2018 Blind Spot Series: Singin' in the Rain


What I knew going in: I had seen some of the musical numbers


A silent film star, Don Lockwood (Gene Kelly) finds himself having to get with the changing times when the first "talkie" film is a big hit. A chance meeting with a young up and coming actress, Kathy Selden (Debbie Reynolds) blooms into a secret romance when she is talked into dubbing over Don's frequent costar, Lina (Jean Hagen) in their newest films.

I decided I wanted to think of something other than A Clockwork Orange when I hear the song "Singin' in the Rain." As much as I love tap dancing, I'm awful at watching these classics all the way through instead of just looking up specific routines.

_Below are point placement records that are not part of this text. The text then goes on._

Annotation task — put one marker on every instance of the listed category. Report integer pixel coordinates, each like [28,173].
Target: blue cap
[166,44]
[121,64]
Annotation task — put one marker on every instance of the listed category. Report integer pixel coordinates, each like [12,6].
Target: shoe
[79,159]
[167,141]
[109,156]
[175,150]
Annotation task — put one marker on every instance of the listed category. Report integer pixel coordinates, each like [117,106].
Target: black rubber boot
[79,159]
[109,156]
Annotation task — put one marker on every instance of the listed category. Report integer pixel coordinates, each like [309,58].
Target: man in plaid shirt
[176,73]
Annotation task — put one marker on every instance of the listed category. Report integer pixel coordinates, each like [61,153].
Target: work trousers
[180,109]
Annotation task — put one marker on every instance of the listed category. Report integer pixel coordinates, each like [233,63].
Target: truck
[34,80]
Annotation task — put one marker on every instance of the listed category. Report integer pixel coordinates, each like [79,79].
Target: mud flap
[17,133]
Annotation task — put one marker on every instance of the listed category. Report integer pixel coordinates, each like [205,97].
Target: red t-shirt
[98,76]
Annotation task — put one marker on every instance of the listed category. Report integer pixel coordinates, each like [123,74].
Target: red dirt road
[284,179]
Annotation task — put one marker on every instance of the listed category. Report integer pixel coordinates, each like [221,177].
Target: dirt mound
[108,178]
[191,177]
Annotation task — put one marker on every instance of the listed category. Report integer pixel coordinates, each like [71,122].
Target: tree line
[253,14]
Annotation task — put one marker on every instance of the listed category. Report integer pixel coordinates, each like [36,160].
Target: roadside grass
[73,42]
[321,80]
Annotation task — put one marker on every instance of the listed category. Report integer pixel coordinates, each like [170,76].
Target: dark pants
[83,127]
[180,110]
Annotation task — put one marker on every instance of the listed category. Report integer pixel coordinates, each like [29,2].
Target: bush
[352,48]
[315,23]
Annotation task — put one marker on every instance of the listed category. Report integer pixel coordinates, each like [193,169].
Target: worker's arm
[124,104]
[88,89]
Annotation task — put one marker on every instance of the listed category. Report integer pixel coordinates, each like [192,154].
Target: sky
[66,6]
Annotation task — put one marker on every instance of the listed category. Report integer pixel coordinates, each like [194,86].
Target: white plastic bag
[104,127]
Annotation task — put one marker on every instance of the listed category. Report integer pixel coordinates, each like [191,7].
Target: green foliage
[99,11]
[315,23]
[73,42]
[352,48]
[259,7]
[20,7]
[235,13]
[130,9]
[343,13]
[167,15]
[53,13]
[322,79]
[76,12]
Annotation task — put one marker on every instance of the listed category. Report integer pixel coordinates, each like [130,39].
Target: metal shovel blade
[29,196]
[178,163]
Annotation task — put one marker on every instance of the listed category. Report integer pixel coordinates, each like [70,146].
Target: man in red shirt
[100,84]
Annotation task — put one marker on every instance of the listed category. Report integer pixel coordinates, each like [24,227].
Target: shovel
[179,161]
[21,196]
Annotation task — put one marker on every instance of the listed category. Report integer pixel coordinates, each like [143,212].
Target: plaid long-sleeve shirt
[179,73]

This film is absolutely delightful. The fact that Debbie Reynolds didn't have any dance experience before she made this is extraordinary. Gene Kelly is always a reliable leading man and Donald O'Connor is a joy to watch. The funny thing is this film makes me hate The Artist even more in retrospect. I should've watched this then. 

I think they captured the 1920's feel well, and while a later routine gets a bit self indulgent, the spectacle is worth it. I loved that my son sat down and watched this with me. And that he tried to tap dance himself afterwards while singing the title song. Moments like these make me love movies even more.

Recommended: Yes


Grade: A

Memorable Quote: "I'll do it, but I never want to see you again." - Kathy (Debbie Reynolds)

21 comments:

  1. Great post. I've never seen this one either (yikes, i know)...there are a lot of classics I still need to see, but I'll add this one to the top of my list :)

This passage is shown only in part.